The country’s hyperinflation had cloaked 231 million percent at the last official count in July 2008.
Speaking at a recent online policy dialogue on the economy — reflections on TSP promises hosted by the Zimbabwe Coalition on Debt and Development (ZIMCODD), University of Zimbabwe department of politics and administration’s Dr Tawanda Nyikadzino said on a scale of one to 10, the economic blueprint had achieved eight out of ten on overall stabilization but was low on stimulating growth.
While the 2020 National Budget prioritised stimulating economic growth, this was shuttered as a result of Covid-19 which severely rattled global economies.
On stimulating growth, Dr Nyikadzino rated the TSP at three out of 10 or 30 percent.
“In terms of stabilising the economy as well as enhancing financial stability, TSP had done so significantly.
“However, this stabilisation was realised at the expense of social services such as health delivery services and education,” he said.
Dr Nyikadzino said the TSP, covering the period 2018-2020, had made significant strides in helping cut the huge wage bill as well as narrow the deficit.
Among its key objectives was to cut the fiscal deficit, which was identified as one of the most distortionary factors during the old dispensation.
Deficits turned into surpluses since January 2019 and a surplus of $800 million was recorded between January and June 2020.
Another aspect to be addressed by the blueprint was prioritising government expenditure towards areas with the highest social impact, after it was established that much of the revenue collected went towards an unsustainable wage bill at the expense of service delivery.
The TSP’s target was to reduce the wage bill from 68,9 percent of total expenditure in 2017 to 50 percent by 2020 and this has since been achieved.
While the stabilisation blueprint brought stability, the austerity measures implemented were deemed too harsh for the common citizen.
Also speaking on the same platform, Ambassador Chris Mutsvangwa said the TSP was a document based on a template from the International Monetary Fund on aspects such as managing government expenditure and encouraging the country to live within its own means.
Ambassador Mutsvangwa said the country was now on the right and sustainable path to economic recovery after several interventions were put in place to weed out speculative economic activities as well as restore the confidence needed to grow the economy.
The TSP blueprint is anchored on the objectives of Vision 2030, which should see the country transform into an upper middle-income economy by 2030.
In 2018, the economy grew by 3,4 percent against the TSP target of 6,3 percent.
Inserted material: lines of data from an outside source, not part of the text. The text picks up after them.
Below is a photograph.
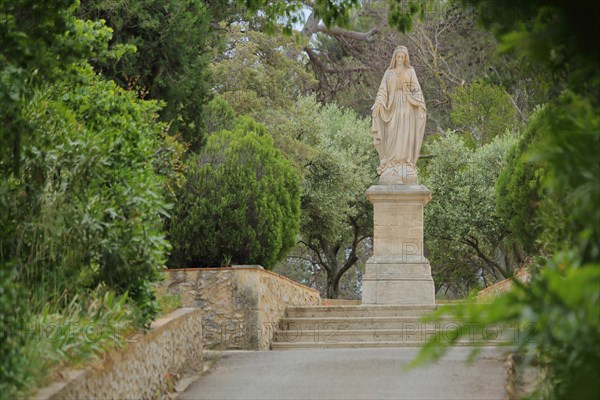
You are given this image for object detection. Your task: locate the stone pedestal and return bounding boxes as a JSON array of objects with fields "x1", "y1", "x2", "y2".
[{"x1": 362, "y1": 184, "x2": 435, "y2": 305}]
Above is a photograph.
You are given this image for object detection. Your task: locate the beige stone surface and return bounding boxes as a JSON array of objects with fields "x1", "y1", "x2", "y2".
[
  {"x1": 362, "y1": 185, "x2": 435, "y2": 305},
  {"x1": 35, "y1": 308, "x2": 202, "y2": 400},
  {"x1": 166, "y1": 266, "x2": 321, "y2": 350}
]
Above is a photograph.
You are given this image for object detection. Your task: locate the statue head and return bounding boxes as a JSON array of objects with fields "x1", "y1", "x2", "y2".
[{"x1": 390, "y1": 46, "x2": 410, "y2": 69}]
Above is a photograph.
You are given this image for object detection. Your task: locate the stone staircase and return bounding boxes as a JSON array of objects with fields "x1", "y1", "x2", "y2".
[{"x1": 271, "y1": 305, "x2": 509, "y2": 350}]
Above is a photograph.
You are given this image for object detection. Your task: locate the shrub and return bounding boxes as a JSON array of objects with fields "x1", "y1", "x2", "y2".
[
  {"x1": 170, "y1": 117, "x2": 300, "y2": 269},
  {"x1": 5, "y1": 67, "x2": 168, "y2": 323}
]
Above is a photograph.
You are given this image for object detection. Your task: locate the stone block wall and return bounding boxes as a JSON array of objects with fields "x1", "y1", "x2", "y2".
[
  {"x1": 165, "y1": 266, "x2": 321, "y2": 350},
  {"x1": 35, "y1": 308, "x2": 202, "y2": 400}
]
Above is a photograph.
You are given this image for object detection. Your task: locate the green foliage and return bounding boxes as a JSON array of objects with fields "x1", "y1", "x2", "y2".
[
  {"x1": 78, "y1": 0, "x2": 211, "y2": 150},
  {"x1": 170, "y1": 117, "x2": 300, "y2": 268},
  {"x1": 412, "y1": 0, "x2": 600, "y2": 399},
  {"x1": 529, "y1": 91, "x2": 600, "y2": 263},
  {"x1": 211, "y1": 25, "x2": 315, "y2": 122},
  {"x1": 0, "y1": 68, "x2": 168, "y2": 322},
  {"x1": 204, "y1": 95, "x2": 237, "y2": 133},
  {"x1": 413, "y1": 253, "x2": 600, "y2": 399},
  {"x1": 422, "y1": 135, "x2": 516, "y2": 295},
  {"x1": 236, "y1": 0, "x2": 359, "y2": 34},
  {"x1": 451, "y1": 82, "x2": 517, "y2": 144},
  {"x1": 0, "y1": 0, "x2": 111, "y2": 176},
  {"x1": 0, "y1": 263, "x2": 29, "y2": 397},
  {"x1": 496, "y1": 106, "x2": 556, "y2": 254},
  {"x1": 270, "y1": 97, "x2": 378, "y2": 297}
]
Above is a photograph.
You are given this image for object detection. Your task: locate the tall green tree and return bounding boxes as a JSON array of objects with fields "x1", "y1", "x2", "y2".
[
  {"x1": 404, "y1": 0, "x2": 600, "y2": 399},
  {"x1": 423, "y1": 134, "x2": 516, "y2": 297},
  {"x1": 280, "y1": 97, "x2": 377, "y2": 298},
  {"x1": 170, "y1": 117, "x2": 300, "y2": 269}
]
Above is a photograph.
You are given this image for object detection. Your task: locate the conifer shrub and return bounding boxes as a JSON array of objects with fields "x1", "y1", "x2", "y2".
[{"x1": 170, "y1": 117, "x2": 300, "y2": 269}]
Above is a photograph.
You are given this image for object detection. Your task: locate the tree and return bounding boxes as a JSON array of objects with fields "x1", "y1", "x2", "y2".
[
  {"x1": 211, "y1": 24, "x2": 315, "y2": 119},
  {"x1": 450, "y1": 82, "x2": 519, "y2": 145},
  {"x1": 78, "y1": 0, "x2": 216, "y2": 151},
  {"x1": 423, "y1": 134, "x2": 516, "y2": 296},
  {"x1": 280, "y1": 97, "x2": 377, "y2": 298},
  {"x1": 170, "y1": 117, "x2": 300, "y2": 269},
  {"x1": 410, "y1": 0, "x2": 600, "y2": 399}
]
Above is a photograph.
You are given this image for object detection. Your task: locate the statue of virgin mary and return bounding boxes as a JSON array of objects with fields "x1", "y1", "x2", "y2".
[{"x1": 371, "y1": 46, "x2": 427, "y2": 184}]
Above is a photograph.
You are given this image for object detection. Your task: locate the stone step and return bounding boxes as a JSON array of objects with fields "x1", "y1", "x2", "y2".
[
  {"x1": 273, "y1": 327, "x2": 514, "y2": 344},
  {"x1": 271, "y1": 341, "x2": 512, "y2": 351},
  {"x1": 279, "y1": 316, "x2": 456, "y2": 330},
  {"x1": 286, "y1": 305, "x2": 436, "y2": 318}
]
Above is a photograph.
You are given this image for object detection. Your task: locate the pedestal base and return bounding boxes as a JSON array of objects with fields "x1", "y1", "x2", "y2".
[
  {"x1": 362, "y1": 184, "x2": 435, "y2": 305},
  {"x1": 362, "y1": 256, "x2": 435, "y2": 305}
]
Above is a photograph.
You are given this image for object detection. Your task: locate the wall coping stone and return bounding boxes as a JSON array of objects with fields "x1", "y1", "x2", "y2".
[{"x1": 165, "y1": 265, "x2": 321, "y2": 295}]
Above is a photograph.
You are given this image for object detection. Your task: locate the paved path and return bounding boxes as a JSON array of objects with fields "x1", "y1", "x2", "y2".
[{"x1": 180, "y1": 347, "x2": 506, "y2": 400}]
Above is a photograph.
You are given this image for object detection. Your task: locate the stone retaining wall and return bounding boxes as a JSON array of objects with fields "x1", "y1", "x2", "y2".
[
  {"x1": 35, "y1": 308, "x2": 202, "y2": 400},
  {"x1": 166, "y1": 266, "x2": 321, "y2": 350}
]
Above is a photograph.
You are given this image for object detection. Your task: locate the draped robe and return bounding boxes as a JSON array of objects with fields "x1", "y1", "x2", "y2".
[{"x1": 371, "y1": 67, "x2": 426, "y2": 175}]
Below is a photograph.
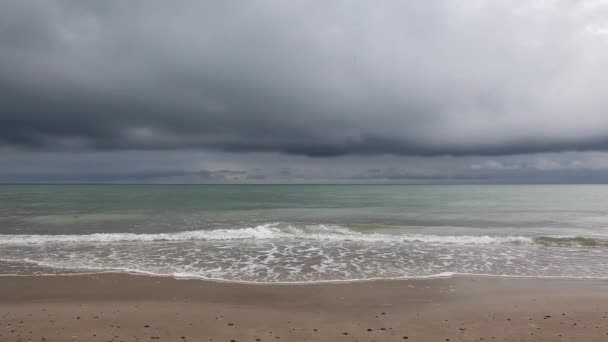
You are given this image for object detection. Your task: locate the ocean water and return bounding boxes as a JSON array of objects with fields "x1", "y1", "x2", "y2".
[{"x1": 0, "y1": 185, "x2": 608, "y2": 282}]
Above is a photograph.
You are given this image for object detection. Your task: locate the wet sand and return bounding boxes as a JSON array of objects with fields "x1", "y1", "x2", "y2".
[{"x1": 0, "y1": 274, "x2": 608, "y2": 342}]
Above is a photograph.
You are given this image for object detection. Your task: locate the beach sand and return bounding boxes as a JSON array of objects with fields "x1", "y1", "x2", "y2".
[{"x1": 0, "y1": 274, "x2": 608, "y2": 342}]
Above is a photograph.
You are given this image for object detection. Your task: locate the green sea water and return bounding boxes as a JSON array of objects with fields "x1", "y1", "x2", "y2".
[{"x1": 0, "y1": 185, "x2": 608, "y2": 282}]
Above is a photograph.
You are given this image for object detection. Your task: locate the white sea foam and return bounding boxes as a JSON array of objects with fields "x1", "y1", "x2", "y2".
[{"x1": 0, "y1": 223, "x2": 534, "y2": 245}]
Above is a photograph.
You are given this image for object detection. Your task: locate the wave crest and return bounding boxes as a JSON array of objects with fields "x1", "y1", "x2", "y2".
[{"x1": 0, "y1": 223, "x2": 533, "y2": 245}]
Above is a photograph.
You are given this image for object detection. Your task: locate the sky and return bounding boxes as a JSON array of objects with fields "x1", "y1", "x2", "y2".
[{"x1": 0, "y1": 0, "x2": 608, "y2": 183}]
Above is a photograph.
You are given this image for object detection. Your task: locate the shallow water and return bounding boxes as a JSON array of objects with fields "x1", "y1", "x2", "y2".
[{"x1": 0, "y1": 185, "x2": 608, "y2": 282}]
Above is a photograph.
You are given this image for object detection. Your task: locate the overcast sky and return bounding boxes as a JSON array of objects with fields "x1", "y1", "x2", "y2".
[{"x1": 0, "y1": 0, "x2": 608, "y2": 183}]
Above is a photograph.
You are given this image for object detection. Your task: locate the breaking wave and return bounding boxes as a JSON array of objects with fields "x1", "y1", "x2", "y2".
[{"x1": 0, "y1": 223, "x2": 608, "y2": 247}]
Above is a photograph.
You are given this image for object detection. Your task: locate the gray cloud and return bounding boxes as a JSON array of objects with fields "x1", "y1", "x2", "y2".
[{"x1": 0, "y1": 0, "x2": 608, "y2": 156}]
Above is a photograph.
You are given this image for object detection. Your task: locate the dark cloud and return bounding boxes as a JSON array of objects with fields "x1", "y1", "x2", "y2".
[{"x1": 0, "y1": 0, "x2": 608, "y2": 158}]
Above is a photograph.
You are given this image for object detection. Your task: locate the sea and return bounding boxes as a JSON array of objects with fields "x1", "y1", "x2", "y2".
[{"x1": 0, "y1": 185, "x2": 608, "y2": 283}]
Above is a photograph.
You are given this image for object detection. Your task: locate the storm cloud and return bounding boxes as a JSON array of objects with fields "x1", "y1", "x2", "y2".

In 2019, the economy contracted by 6,5 percent against TSP target growth of 9 percent while in 2020 the World Bank projects a decline of 10 percent due to Covid-19, against a TSP target of 9,7 percent growth.
Economist Eddie Cross this week said the stability had reached a point where prices may start to fall while monthly inflation for September is expected to be at sub-zero levels.
“You have to watch the month on month inflation rate. I see monthly inflation coming down steadily. In August it was (down) 1,4 percent or something like that and I am expecting that in September it is going to be negative, as prices will start reducing.
“At the end of the year it has to be down to below single digit and for next year, we expect very low (annual) inflation and might be down to 4 percent,” Mr Cross said in an interview.